Should I learn padel or tennis first? The verdict
My call, dated June 2026: if your goal is to be rallying, sweating, and actually having fun by your second visit, learn padel first. The Shorter On-Ramp is real. The underarm serve and the walls hand you competence faster than any racquet sport I'd point a beginner toward.
Pick tennis first if you're young, athletic, and chasing singles competition or a junior pathway, or if you simply love the open-court, one-on-one duel. Tennis players switching to padel keep a huge head start on hand-eye and footwork, though the wall reads and the doubles positioning take honest weeks to absorb. The volley and the lob transfer; the back-glass instinct does not.
Best move for most adults: start padel for the quick wins and the social doubles, and add tennis later if you crave the singles grind. Budget matters too, so check what padel costs to play in the US before you commit, and if pickleball's kitchen rule is also on your radar, the non-volley zone explained rounds out the paddle-sport picture. Book one padel session this week. Two more and you'll know.
Sources: the FIP Rules of Padel and the ITF Rules of Tennis.
Frequently asked questions
Can tennis players play padel?
Absolutely, and they start ahead. Tennis players bring hand-eye coordination, footwork, and net instincts that transfer straight into padel doubles. The volley and lob carry over almost untouched. What takes practice is reading the ball off the back and side glass and adjusting to the underarm serve, since padel's enclosed court rewards patience over the flat power that wins on a tennis baseline.
Is padel just smaller tennis?
No. Padel shares tennis scoring and a net, but the racket is a solid, stringless composite face, the serve is underarm, and the enclosing walls are live surfaces you play off. A padel court is 10 m by 20 m and fully enclosed, while a tennis court is open.
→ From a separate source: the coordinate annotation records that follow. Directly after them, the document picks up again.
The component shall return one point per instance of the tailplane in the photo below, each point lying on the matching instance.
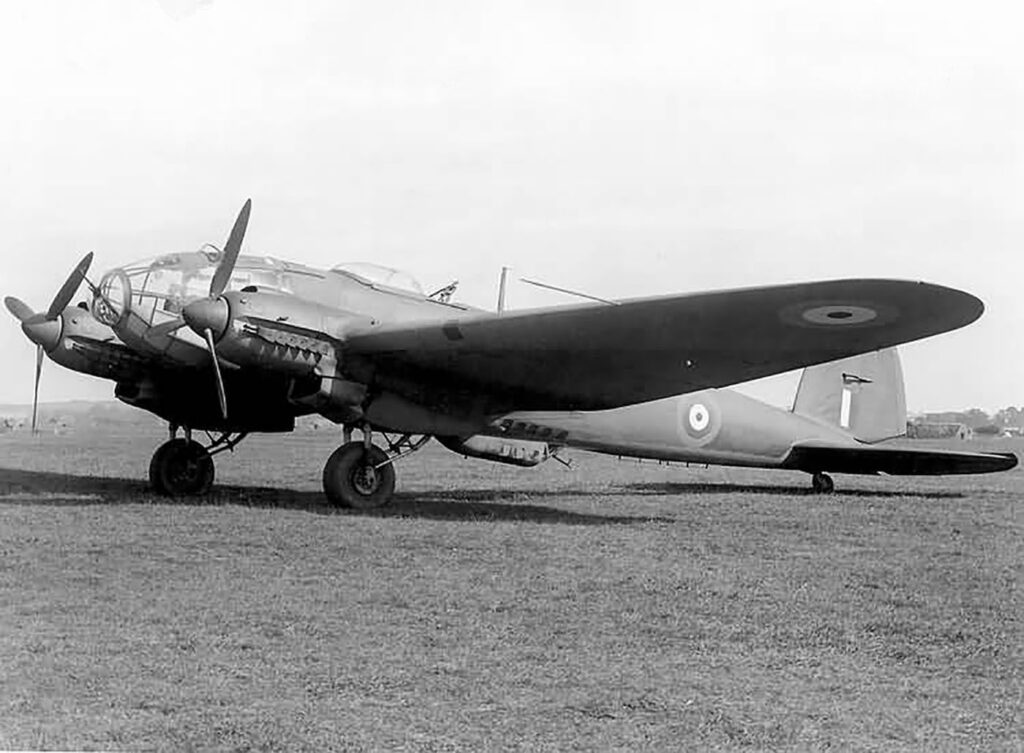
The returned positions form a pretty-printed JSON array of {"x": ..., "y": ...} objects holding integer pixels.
[{"x": 862, "y": 394}]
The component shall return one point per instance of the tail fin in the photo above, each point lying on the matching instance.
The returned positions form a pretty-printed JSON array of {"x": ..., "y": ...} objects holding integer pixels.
[{"x": 862, "y": 394}]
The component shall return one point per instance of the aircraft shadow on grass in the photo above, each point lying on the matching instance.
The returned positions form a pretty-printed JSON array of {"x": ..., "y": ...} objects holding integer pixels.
[
  {"x": 683, "y": 489},
  {"x": 44, "y": 488}
]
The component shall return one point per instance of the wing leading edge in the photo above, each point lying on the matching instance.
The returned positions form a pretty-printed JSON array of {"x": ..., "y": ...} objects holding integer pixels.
[
  {"x": 596, "y": 357},
  {"x": 895, "y": 461}
]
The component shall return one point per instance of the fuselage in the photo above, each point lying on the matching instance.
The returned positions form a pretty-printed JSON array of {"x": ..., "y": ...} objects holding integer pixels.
[
  {"x": 714, "y": 426},
  {"x": 141, "y": 302}
]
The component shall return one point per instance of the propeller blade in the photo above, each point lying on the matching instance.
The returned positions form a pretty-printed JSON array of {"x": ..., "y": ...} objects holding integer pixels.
[
  {"x": 68, "y": 290},
  {"x": 18, "y": 308},
  {"x": 165, "y": 328},
  {"x": 35, "y": 391},
  {"x": 221, "y": 394},
  {"x": 231, "y": 249}
]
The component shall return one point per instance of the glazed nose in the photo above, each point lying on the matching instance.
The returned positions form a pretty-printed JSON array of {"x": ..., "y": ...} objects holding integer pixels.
[
  {"x": 42, "y": 331},
  {"x": 207, "y": 314}
]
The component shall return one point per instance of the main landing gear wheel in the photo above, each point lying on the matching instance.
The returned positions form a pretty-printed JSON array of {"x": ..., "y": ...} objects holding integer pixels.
[
  {"x": 358, "y": 476},
  {"x": 822, "y": 484},
  {"x": 181, "y": 467}
]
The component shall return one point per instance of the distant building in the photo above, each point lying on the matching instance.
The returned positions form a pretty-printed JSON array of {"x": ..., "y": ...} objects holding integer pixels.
[{"x": 938, "y": 430}]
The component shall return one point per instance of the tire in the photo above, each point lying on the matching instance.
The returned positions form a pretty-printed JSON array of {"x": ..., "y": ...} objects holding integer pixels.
[
  {"x": 822, "y": 484},
  {"x": 181, "y": 468},
  {"x": 351, "y": 480}
]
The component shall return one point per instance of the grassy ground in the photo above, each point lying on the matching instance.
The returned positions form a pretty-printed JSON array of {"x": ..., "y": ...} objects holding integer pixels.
[{"x": 609, "y": 607}]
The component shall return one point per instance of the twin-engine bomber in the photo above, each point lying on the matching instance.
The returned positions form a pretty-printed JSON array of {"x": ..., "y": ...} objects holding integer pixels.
[{"x": 227, "y": 344}]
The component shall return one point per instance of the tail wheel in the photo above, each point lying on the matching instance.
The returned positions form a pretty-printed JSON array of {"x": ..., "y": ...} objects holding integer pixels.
[
  {"x": 354, "y": 476},
  {"x": 822, "y": 484},
  {"x": 181, "y": 467}
]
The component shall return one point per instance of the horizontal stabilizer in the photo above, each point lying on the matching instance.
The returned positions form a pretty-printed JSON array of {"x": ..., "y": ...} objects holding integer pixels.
[{"x": 895, "y": 460}]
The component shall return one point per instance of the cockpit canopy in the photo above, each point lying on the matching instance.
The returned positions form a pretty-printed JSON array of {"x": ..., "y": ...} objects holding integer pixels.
[
  {"x": 378, "y": 276},
  {"x": 157, "y": 289}
]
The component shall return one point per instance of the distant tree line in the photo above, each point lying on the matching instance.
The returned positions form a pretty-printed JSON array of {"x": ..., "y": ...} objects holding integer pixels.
[{"x": 979, "y": 421}]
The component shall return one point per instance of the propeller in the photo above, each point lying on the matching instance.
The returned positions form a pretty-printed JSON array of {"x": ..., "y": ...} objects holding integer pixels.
[
  {"x": 210, "y": 317},
  {"x": 231, "y": 249},
  {"x": 45, "y": 329}
]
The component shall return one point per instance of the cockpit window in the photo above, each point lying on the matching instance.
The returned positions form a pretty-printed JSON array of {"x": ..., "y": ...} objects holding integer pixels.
[
  {"x": 380, "y": 276},
  {"x": 157, "y": 289}
]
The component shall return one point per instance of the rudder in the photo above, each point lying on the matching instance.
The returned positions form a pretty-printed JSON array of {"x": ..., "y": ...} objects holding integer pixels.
[{"x": 862, "y": 394}]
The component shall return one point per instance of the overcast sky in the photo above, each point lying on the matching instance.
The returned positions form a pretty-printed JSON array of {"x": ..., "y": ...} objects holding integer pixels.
[{"x": 623, "y": 149}]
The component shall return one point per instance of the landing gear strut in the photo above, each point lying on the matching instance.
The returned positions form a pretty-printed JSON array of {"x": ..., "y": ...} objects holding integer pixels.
[
  {"x": 822, "y": 484},
  {"x": 182, "y": 467},
  {"x": 360, "y": 475}
]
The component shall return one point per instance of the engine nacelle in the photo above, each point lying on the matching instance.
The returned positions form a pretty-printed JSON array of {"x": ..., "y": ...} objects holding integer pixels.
[
  {"x": 499, "y": 450},
  {"x": 273, "y": 332}
]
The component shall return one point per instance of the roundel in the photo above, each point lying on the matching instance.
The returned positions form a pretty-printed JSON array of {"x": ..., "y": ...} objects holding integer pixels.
[
  {"x": 819, "y": 314},
  {"x": 699, "y": 419},
  {"x": 839, "y": 316}
]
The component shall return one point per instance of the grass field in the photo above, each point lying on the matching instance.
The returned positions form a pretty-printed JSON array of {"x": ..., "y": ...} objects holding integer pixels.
[{"x": 612, "y": 605}]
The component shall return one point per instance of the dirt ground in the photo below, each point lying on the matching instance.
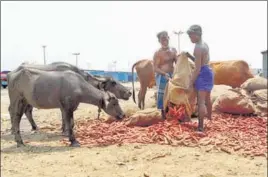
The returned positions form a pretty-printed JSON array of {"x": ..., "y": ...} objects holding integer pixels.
[{"x": 44, "y": 155}]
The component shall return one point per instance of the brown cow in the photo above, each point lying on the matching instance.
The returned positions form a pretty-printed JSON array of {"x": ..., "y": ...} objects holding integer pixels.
[{"x": 232, "y": 73}]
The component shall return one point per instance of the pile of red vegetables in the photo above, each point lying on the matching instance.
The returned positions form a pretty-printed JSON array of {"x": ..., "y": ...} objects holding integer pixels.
[{"x": 231, "y": 134}]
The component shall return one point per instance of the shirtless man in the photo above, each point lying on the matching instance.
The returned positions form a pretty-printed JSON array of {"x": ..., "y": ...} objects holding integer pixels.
[
  {"x": 164, "y": 58},
  {"x": 203, "y": 77}
]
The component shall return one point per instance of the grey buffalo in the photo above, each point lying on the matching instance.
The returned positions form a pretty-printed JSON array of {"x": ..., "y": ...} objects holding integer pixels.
[
  {"x": 55, "y": 89},
  {"x": 102, "y": 83}
]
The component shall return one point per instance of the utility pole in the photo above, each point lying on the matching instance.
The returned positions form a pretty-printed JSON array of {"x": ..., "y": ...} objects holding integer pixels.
[
  {"x": 44, "y": 51},
  {"x": 179, "y": 33},
  {"x": 76, "y": 58},
  {"x": 114, "y": 62}
]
The wall play and doubles-first format make padel a distinct sport with its own shots, not a shrunken version of tennis.
Can you play padel singles?
You can, but it's rare and uses a narrower court built for the format. Padel is designed around doubles, with four players covering the 10 m by 20 m box and the walls keeping long rallies alive. Singles padel exists recreationally but loses much of the angle play and wall-recovery that make the doubles game flow, which is why almost all clubs and pro events run doubles.
Do you need to be fit to play padel?
Not to start. The court is small, rallies are shared across a doubles pair, and the social pace is forgiving for newcomers, which is part of why padel spreads so fast among recreational adults. Competitive padel is a different animal. Pro points demand sprints, quick changes of direction, and explosive overheads like the bandeja and vibora, so fitness scales sharply as your level climbs.
Is padel cheaper than tennis to start?
Often, yes, because you only need a padel racket and shoes, and court time is split across a doubles four. A padel racket caps at 45.5 cm and is a single solid piece, so there are no strings to restring or replace. Court and coaching costs vary by US city, and peak-time bookings can climb, so confirm local club rates before committing to either sport.